Project: mBot Simulator
Write a simulator and visualizer to allow mBot programs to be tested without a physical robot


if you don’t have a robot it’s hard to see if your Arduino program works. As far as we know, there’s no Arduino or mBot simulator to allow students to experiment without having hardware


This project is to create an MBot emulator which runs actual Arduino code (without having an Arduino), including emulating the upload process from the Arduino IDE, and then allows the student to both test, debug and then watch the MBot drive around.

This will not require 3D rendering. What is needed is a birds-eye view looking down onto the mBot. It will require some degree of ‘real world’ simulation, some assumptions about the friction of the surface, the fact that motors drive at different speeds, and so on.
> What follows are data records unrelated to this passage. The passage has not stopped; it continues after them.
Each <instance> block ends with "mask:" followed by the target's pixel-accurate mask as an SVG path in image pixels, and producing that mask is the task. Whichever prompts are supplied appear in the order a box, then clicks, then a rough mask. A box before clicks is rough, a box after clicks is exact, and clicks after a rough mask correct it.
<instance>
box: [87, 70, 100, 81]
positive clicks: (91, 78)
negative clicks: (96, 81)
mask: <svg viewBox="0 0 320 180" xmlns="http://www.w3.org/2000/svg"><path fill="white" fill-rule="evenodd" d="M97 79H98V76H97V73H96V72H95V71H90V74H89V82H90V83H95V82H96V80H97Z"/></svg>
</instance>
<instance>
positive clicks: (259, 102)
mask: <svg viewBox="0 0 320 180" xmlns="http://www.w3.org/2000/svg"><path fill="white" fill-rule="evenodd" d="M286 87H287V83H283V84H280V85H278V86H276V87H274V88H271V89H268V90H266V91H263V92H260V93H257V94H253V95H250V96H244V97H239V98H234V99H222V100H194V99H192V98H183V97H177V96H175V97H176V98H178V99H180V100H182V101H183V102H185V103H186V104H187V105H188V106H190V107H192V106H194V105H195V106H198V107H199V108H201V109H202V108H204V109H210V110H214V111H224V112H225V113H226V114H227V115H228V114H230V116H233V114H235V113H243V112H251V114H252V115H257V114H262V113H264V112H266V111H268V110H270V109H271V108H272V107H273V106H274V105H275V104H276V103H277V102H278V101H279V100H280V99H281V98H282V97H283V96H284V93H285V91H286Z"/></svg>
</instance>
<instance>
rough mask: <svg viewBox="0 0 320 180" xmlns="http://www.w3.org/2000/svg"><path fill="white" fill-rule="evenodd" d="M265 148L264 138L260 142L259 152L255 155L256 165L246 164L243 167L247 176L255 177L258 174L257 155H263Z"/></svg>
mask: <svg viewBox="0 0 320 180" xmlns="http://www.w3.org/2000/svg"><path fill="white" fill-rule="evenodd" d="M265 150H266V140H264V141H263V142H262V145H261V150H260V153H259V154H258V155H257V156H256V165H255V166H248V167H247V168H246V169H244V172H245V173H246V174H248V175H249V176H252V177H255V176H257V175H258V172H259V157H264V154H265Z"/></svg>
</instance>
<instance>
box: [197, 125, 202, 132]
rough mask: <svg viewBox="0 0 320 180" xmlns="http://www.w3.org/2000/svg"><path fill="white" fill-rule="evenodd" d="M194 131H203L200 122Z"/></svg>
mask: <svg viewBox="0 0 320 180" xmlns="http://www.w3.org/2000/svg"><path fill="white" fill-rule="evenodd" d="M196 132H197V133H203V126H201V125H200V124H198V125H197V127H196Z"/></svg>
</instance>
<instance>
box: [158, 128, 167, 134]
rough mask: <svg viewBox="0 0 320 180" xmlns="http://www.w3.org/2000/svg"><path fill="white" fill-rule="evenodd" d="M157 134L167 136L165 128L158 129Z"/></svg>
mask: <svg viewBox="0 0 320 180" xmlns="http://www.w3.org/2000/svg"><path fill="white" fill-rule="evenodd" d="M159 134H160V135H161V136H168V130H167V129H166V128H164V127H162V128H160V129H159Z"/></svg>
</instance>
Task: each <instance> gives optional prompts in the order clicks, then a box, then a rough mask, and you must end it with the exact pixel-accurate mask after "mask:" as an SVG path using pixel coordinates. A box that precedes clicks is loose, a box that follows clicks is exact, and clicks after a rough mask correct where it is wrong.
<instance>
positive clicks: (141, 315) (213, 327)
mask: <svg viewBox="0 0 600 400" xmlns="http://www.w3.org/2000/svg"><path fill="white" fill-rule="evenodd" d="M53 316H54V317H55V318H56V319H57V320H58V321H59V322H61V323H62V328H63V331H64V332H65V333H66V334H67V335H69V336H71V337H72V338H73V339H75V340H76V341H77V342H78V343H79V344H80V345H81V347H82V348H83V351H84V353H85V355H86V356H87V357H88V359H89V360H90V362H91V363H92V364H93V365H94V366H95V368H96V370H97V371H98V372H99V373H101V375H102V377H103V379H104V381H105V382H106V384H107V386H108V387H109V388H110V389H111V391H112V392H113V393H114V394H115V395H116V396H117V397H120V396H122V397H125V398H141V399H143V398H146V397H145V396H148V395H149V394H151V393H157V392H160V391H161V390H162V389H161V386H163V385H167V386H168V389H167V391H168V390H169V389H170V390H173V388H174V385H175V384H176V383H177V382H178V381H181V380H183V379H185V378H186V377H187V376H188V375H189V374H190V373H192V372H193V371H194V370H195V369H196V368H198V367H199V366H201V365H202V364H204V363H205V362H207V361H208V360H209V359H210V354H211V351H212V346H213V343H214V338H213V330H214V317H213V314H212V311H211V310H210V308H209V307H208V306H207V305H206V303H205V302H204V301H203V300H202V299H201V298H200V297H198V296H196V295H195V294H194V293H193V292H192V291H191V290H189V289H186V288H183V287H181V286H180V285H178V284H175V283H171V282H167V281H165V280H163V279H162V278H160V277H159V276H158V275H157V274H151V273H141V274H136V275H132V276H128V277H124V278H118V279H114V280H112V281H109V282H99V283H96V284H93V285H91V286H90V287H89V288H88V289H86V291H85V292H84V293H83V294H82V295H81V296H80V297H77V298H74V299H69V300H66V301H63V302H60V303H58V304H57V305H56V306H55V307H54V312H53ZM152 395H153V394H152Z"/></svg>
This project too starts with googling and looking through github and then doing some experimentation). There might be parts of this already developed that can be used for building blocks.

Architectural idea

When writing software for the mBot, we use one of several libraries provided by mBot to control the motors and read the sensors. The libraries provide a series of functions with specific names and paramters (the “api”)

We can write an alternative library, with the same api, but that don’t control a real robot but instead read and write information from a simulator.

Imagine a 2D game where you look down on a world. That world is in two dimensions and there are characters on the field. Lets say that one of those is an image of an mBot as viewed from above. This can be done with very simple graphics as there’s no need for 3d rendering. That robot is located in a specific x,y coordinate on the field. There are simulated obstacles around the robot, which also have specific locations and dimensions.

Now: connect the two. When the alternative library reads a simulated sensor, the data returned comes from information from the simulated world. And when it asks for a motor to run, that again sends information to the simulated world, causing the simulated robot to move.

More advanced

What if we generalize that API so it’s not tied to the mBot specifically. We invent an abstraction (like a Java Interface) for the robot, the motors, the sensors etc. And we build that library in such a way as there can be multiple “implementations”, one for the mBot (usingn the mBot supplied libraries), one for the simulation (using the library we just wrote) and possibly in the future, for a different robot.

This would be the beginning of the Project: Arduino rtos.